There are several clinical implications of this project. Whilst KP has often been treated primarily with frontline analgesic agents, the effect sizes for these drugs are small and do not improve over time [38]. This study supports previous findings [39, 40] that there is a neuropathic component to KP that is predominantly driven by central pain sensitisation processes or, more specifically, central risk factors. Considering that the findings that there is a strong contribution and association of central factors such as depression, anxiety and pain catastrophising to definite NKP, these need to be managed correctly in the KP patient population and early stages of the OA process.
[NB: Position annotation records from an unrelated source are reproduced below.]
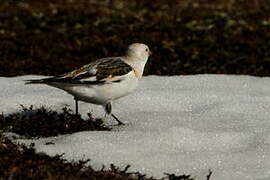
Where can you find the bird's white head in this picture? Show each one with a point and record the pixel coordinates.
(138, 51)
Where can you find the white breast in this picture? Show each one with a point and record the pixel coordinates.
(101, 94)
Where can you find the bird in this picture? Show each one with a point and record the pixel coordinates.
(104, 80)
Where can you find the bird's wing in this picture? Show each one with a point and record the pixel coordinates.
(107, 70)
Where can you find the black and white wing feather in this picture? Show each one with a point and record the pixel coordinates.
(107, 70)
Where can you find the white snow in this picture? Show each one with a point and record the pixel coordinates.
(179, 124)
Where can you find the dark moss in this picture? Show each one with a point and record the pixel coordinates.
(41, 122)
(52, 37)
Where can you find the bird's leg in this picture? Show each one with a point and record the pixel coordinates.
(108, 109)
(76, 106)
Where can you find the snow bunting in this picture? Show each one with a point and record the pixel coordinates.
(103, 80)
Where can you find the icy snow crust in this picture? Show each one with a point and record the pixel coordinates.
(180, 124)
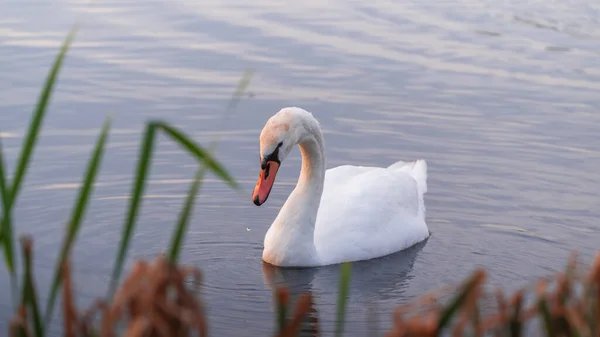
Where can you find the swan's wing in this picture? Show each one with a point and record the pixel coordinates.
(367, 212)
(343, 173)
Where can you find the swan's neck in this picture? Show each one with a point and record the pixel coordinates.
(290, 240)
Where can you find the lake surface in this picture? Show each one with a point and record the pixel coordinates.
(500, 97)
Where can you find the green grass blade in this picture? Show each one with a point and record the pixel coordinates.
(139, 184)
(6, 225)
(178, 234)
(177, 238)
(345, 276)
(6, 230)
(74, 224)
(38, 116)
(196, 150)
(29, 296)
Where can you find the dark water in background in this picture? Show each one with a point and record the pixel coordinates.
(500, 98)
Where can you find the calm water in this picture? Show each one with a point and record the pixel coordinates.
(501, 99)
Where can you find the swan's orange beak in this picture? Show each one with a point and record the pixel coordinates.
(265, 182)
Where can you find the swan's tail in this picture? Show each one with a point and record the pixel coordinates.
(418, 170)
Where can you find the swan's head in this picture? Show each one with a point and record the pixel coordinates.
(277, 139)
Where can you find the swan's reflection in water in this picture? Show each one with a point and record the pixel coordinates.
(376, 288)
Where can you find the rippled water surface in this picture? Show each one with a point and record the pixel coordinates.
(500, 97)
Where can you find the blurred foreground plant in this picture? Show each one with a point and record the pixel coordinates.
(28, 306)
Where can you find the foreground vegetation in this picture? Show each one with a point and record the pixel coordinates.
(156, 299)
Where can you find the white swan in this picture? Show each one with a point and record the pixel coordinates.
(347, 213)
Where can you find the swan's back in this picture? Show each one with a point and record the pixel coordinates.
(368, 212)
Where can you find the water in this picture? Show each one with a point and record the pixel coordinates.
(499, 97)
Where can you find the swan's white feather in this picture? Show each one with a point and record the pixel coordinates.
(364, 212)
(369, 212)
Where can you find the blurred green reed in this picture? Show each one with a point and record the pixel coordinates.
(9, 192)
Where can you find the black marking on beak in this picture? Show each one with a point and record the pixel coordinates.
(274, 156)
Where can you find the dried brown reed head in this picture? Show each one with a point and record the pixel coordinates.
(563, 310)
(154, 300)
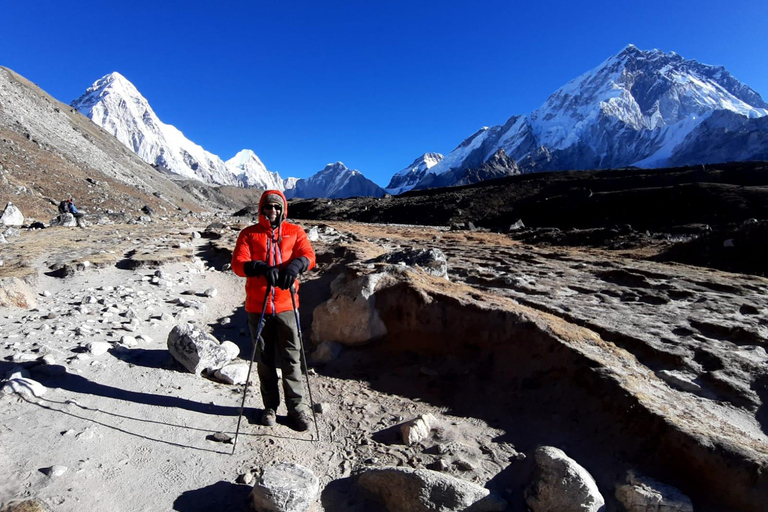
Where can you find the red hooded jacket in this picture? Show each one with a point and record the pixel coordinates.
(275, 246)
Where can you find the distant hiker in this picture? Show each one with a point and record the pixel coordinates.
(271, 254)
(68, 206)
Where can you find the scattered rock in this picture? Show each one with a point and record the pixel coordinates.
(11, 216)
(234, 373)
(560, 484)
(643, 494)
(418, 429)
(350, 316)
(196, 350)
(421, 490)
(285, 488)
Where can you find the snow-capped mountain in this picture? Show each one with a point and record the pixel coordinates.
(113, 103)
(638, 108)
(411, 175)
(251, 172)
(335, 181)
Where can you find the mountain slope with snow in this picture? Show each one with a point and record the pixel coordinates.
(335, 181)
(251, 172)
(638, 108)
(114, 104)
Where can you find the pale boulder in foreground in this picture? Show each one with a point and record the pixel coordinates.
(285, 488)
(421, 490)
(561, 485)
(196, 350)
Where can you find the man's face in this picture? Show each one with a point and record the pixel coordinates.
(271, 211)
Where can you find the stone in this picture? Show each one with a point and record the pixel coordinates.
(16, 293)
(23, 386)
(643, 494)
(232, 349)
(34, 505)
(560, 484)
(431, 261)
(55, 471)
(285, 487)
(196, 350)
(350, 316)
(405, 489)
(97, 348)
(418, 429)
(233, 373)
(66, 220)
(11, 216)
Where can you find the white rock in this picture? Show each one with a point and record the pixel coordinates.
(559, 483)
(23, 386)
(643, 494)
(285, 488)
(98, 348)
(418, 429)
(11, 216)
(233, 373)
(232, 349)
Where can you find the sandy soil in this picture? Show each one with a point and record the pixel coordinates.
(129, 430)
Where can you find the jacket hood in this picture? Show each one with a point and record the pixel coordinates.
(264, 221)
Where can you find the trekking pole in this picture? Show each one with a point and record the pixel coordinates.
(304, 358)
(250, 365)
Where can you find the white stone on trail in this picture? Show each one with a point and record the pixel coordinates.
(233, 373)
(98, 348)
(285, 488)
(17, 383)
(642, 494)
(560, 483)
(232, 349)
(421, 490)
(418, 429)
(196, 350)
(11, 216)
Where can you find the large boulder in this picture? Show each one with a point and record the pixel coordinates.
(15, 292)
(11, 216)
(350, 316)
(285, 488)
(561, 485)
(421, 490)
(643, 494)
(196, 350)
(66, 220)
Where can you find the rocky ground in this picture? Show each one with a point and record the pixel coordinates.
(624, 364)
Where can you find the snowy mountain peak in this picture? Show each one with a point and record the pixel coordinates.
(251, 172)
(636, 108)
(407, 178)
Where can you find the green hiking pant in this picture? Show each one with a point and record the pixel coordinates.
(279, 344)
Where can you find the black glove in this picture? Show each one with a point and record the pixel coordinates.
(289, 274)
(255, 268)
(273, 275)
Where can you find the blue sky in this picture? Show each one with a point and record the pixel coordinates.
(373, 84)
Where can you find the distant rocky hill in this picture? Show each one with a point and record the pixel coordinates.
(49, 151)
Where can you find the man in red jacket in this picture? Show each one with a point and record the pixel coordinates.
(271, 254)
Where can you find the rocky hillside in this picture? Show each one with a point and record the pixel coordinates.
(48, 151)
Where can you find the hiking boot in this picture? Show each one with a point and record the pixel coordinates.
(269, 418)
(301, 420)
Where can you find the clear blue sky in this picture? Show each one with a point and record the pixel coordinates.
(373, 84)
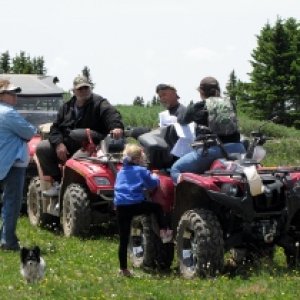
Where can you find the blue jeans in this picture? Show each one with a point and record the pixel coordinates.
(12, 186)
(197, 162)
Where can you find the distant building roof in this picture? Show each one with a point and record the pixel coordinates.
(34, 85)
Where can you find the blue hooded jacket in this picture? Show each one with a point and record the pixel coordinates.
(131, 182)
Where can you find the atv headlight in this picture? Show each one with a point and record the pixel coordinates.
(103, 181)
(229, 189)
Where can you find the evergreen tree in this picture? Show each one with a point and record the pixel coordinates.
(38, 65)
(275, 78)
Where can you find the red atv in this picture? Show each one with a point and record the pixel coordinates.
(216, 212)
(86, 194)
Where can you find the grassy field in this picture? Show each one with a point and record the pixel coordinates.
(87, 269)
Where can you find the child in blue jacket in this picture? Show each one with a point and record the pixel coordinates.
(131, 182)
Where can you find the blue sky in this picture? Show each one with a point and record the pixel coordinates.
(132, 45)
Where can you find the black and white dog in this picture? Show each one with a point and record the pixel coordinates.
(32, 264)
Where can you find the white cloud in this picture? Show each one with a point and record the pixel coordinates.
(201, 54)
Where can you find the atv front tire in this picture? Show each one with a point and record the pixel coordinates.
(141, 244)
(200, 244)
(76, 211)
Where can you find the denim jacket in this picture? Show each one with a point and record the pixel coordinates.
(15, 131)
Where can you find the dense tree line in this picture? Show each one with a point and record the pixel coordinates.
(22, 63)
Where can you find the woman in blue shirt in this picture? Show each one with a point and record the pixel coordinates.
(15, 131)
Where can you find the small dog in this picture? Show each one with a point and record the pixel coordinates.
(32, 264)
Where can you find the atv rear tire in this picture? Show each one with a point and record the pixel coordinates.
(141, 244)
(76, 211)
(200, 244)
(145, 247)
(34, 204)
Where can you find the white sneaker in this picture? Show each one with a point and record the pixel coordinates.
(53, 191)
(166, 235)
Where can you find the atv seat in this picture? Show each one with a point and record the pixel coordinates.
(110, 145)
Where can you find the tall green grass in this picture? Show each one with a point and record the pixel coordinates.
(87, 269)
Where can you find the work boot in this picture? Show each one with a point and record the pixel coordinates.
(53, 191)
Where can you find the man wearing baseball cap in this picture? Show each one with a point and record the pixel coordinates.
(84, 110)
(169, 99)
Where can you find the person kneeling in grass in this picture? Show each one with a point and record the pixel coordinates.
(130, 185)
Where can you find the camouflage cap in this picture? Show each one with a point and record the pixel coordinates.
(163, 86)
(80, 81)
(6, 86)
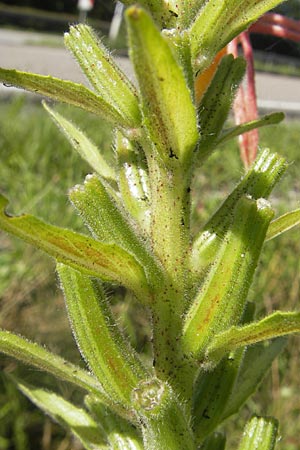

There are several limitations to this study. Firstly, the use of self-reported questionnaires might involve recall bias and possible misclassification of self-reported outcomes. Nevertheless, we used a validated questionnaire and involved patient and public volunteers to help optimize clarity and ease of questionnaire use. Secondly, the low response rate (24%) could have resulted in selection bias because those with KP may be more motivated to participate. However, a comparison of KPIC demographic data was made with other local and national UK community cohorts (Appendix), which demonstrated comparability in terms of age, gender distribution and BMI. Thirdly, whilst the questionnaire covered a spectrum of risk factors associated with KP and NKP, we did not measure smoking status, education level or alcohol consumption at baseline. Similarly, we did not have measures of all potential peripheral risk factors (e.g., radiographic OA scores, synovitis and muscle strength). These have minimised the PRC and do not necessarily reflect the real ratio of central and peripheral risk factor contributions. Further study including more comprehensive measurements of both central and peripheral risk factors is therefore warranted. Furthermore, widespread pain was included as a comorbidity rather than as a central factor because it is widely regarded as such in the literature [41, 42]. However, there are limitations in the understanding of pain physiology, and the groups in our analysis (central, peripheral and comorbidity risk factors) may not be entirely mutually exclusive owing to these overlaps, which is a further caveat to our findings.

Conclusions

In summary, the prevalence of NKP in those with KP in this community sample is approximately 14%. NKP affects more women across all age groups. People with central risk factors such as depression and anxiety and peripheral risk factors such as injury and comorbidities, particularly diabetes, are more likely to have NKP. The results suggest that of the risk factors examined, NKP is predominantly centrally driven, whereas non-NKP is driven equally by both peripheral and central factors. Consideration of NKP characteristics and the balance of central versus peripheral risk factors in individuals with KP could help direct best treatment selection and optimise patient care.